Anyway, those are probably the only people who will ask me out. Them and the married guys.
No that's right. 375. But he's 6'4. Sure he's taller, but he's still chubby. I didn't mean to offend anyone with my teenager like answer. But, in a way, I guess you can say the love I have for my husband does sometimes make me gush like a teenage girl. I can't help it.
I was just trying to say that physical attraction isn't the only thing that's important. You got to have it all and when you do have it all, it's amazing.
Sorry if there was any confusion in the purpose or direction of my answer.
No, no need to apologize - we had some fun with your posting and you took it all in good stride - every now and then the board (translation: me) gets goofy.
At 6'4" he probably carries the weight well. I figured if was 5'4" there were some problems here!
Good that you found a whole package - doesn't always work out that way. And, again, thanks for taking the ribbing with good humor.
I have been getting to know him and he appears to be everything I could possibly want, a gentlemen, polite, intelligent, kind, calm, caring, generous, a family wanting man and provider etc. a man with a vision, purpose and goal. BUT I still don't really find him (physically) that attractive. I would say he is cute and has a nice smile. Other girls like him (especially because of his personality, it shines through) but he is really in love with me and wants me to be his wife.

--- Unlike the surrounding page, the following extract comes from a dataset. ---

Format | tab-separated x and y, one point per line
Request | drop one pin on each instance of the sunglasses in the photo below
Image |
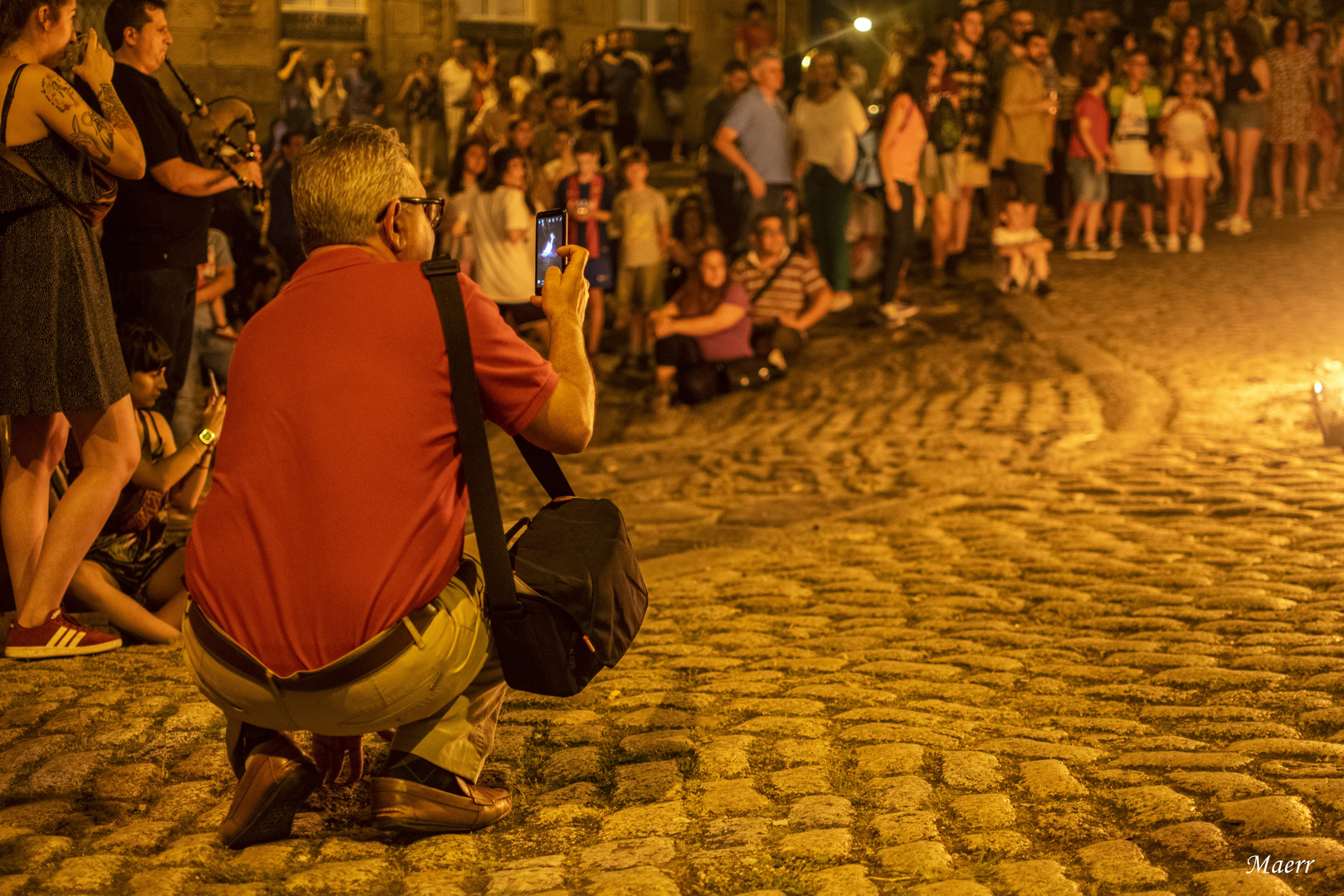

Its just that I am thinking, what if we get married and hit turbulence? Won't I reflect back and think (ugh, I wasn't and am not even physically attracted to this guy! '
Now I am not shallow. I really like him and I am seeing how it goes as we have to get to know each other anyway. Even though I am liking him the physical attraction just peers through and is making me very careful.

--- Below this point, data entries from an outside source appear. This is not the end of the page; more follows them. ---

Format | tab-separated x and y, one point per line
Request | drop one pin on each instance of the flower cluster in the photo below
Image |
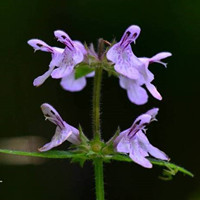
133	73
63	61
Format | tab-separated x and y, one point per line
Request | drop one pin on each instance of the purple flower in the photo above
134	142
63	130
135	92
134	71
63	61
121	54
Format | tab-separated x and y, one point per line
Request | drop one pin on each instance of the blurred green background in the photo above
171	25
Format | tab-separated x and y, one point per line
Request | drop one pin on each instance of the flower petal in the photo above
61	72
40	45
138	155
59	137
137	94
130	35
52	115
41	79
153	112
152	89
145	144
160	56
123	145
71	84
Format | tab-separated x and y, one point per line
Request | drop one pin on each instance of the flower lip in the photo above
64	38
40	45
130	35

I'm just saying he is not what I would normally go for that's the strange thing and the missing element making me indecisive.
You are wise to think twice about this issue, as lifetime is a very long time to deal with a missing ingredient, when you could have made the choice to be honest with yourself and him, and just be friends, and not just settle for his other qualities, good though they be.Quote:
I'm just saying he is not what I would normally go for that's the strange thing and the missing element making me indecisive.
If your having these thoughts now, think of years down the road, when there are kids, and a mortgage involved. Will you still be happy with no attraction to your partner??
Not to be personal, but do you have intimacy now?? (SEX? )
We do not have intimacy at all I do not believe in that before marriage and it's a good thing.
Sometimes I really miss him and try to imagine if sexually we could be compatible in marriage because his physique is one of the things Im talking about.
Then when I see him it changes and I just don't know. Even when I am with him there's just this feeling that contradicts any feeling for marriage so I told him to just give me time and stop buying me stuff but he can't seem to want to stop himself.
I tried to go back for some background, but was unable to find anything helpful, so let me ask your ages, and how long have you been dating?